Thursday, March 28, 2024

Private at-will employees not shielded from termination for supporting unions, appeals panel says

Iowapacific

Two men who supported an attempt to unionize an Illinois railroad company are not protected by the law from being fired for their support for organizing their coworkers, a state appeals panel has ruled.

On Oct. 20, a three-justice panel of the Illinois First District Appellate Court issued an unpublished order rejecting an appeal of a Cook County Circuit Court decision against plaintiffs Jeff Weeks and Rich Sweiss who argued Chicago-based Iowa Pacific Holdings illegally fired them for supporting the installation of a union in the company.

Created in 2001, Iowa Pacific operates railroads and rail-related businesses in nine states, including the Chicago Terminal Railroad, which connects to both the Union Pacific and Canadian Pacific railroads in Illinois, and seven other U.S. freight rail lines scattered throughout the country. Iowa Pacific also participates in the operation of tourism-related passenger rail services in some of those same locales, as well as in Peru and the United Kingdom.

In early 2013, employees at Iowa Pacific launched attempts to unionize the workforce. Weeks, who worked as an engineer, and Schweiss, a conductor, voted in favor of creating the union at Iowa Pacific, and, according to court documents, their support for the initiative was no secret at the company.

Iowa Pacific fired Schweiss the day of the vote in May 2013, and fired Weeks five months later. According to court documents, the company accused Schweiss of “disciplinary violations” connected to his “union support.” The company initially fired Weeks “without explanation,” but later asserted it had terminated his employment “for cause.”

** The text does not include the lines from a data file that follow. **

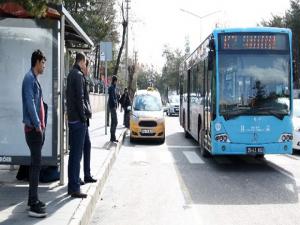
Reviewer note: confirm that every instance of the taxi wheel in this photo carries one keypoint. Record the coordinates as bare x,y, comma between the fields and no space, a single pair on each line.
161,141
131,139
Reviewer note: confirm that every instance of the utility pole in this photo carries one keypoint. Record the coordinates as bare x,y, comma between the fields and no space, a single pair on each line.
135,64
126,53
200,17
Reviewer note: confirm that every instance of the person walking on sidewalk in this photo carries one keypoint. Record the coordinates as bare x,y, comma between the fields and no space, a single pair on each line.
87,142
113,104
34,119
125,102
78,115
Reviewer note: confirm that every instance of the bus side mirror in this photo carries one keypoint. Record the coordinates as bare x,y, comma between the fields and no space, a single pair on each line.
210,60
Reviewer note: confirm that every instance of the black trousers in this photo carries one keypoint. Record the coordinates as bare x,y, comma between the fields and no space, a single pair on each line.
114,123
35,142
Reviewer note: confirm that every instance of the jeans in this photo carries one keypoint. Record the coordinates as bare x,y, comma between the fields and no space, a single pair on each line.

Weeks and Schweiss together sued the company in Cook County Circuit Court in 2014, saying the company had improperly retaliated against them for their support of the union.

Cook County Circuit Judge Patrick J. Sherlock dismissed the case, siding with Iowa Pacific’s assertions the men had no legal basis to bring the case, as they had been employed as “at-will” employees and could be fired “for any reason or no reason so long as the termination did not violate a clear mandate of public policy.”

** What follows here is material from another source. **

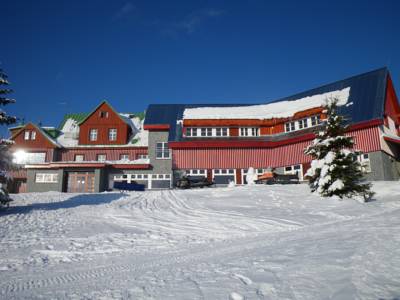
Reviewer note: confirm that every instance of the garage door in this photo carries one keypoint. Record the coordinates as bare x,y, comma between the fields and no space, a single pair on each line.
80,182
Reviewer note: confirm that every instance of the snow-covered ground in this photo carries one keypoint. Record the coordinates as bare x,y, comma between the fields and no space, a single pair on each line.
258,242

On appeal, Weeks and Schweiss argued the terminations violated the Illinois Constitution’s protections of free speech and opposed Illinois legal precedent in the 1989 case of Temple v. Board of Education of School District No. 94, in which the Illinois Third District Appellate Court found a local school district had violated legal protections afforded to workers when it fired a teacher for supporting efforts to unionize the district’s employees.

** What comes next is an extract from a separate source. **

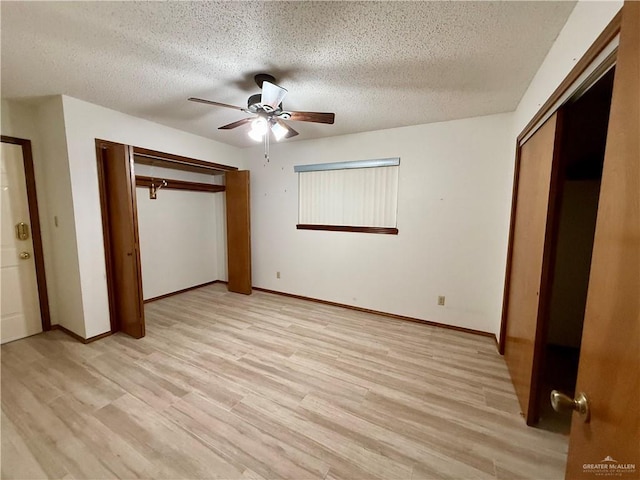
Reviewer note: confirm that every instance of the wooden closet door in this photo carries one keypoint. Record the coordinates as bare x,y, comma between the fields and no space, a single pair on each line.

Those cases, however, don’t apply in the Iowa Pacific case, the First District Appellate justices said, because Iowa Pacific is a private employer.

Constitutional free speech protections don’t extend to actions taken against employees by private employers for their speech, the justices said.

And in Temple, justices had found the school district functions as an arm of the state, and therefore, is subject to the state constitution’s prohibition on restricting speech, including for employees of state agencies and affiliated public or quasi-public bodies.

“As at-will employees, Weeks and Schweiss possessed no similar right and Iowa Pacific’s reasons for terminating them are inconsequential,” the justices said.

The appellate order, issued under Supreme Court Rule 23, was authored by Justice Michael B. Hyman, with justices Daniel J. Pierce and John B. Simon concurring.

Weeks and Schweiss were represented in the action by the Leonard Law Office, of Chicago.

Iowa Pacific was defended by the firm of Lowis & Gellen, of Chicago.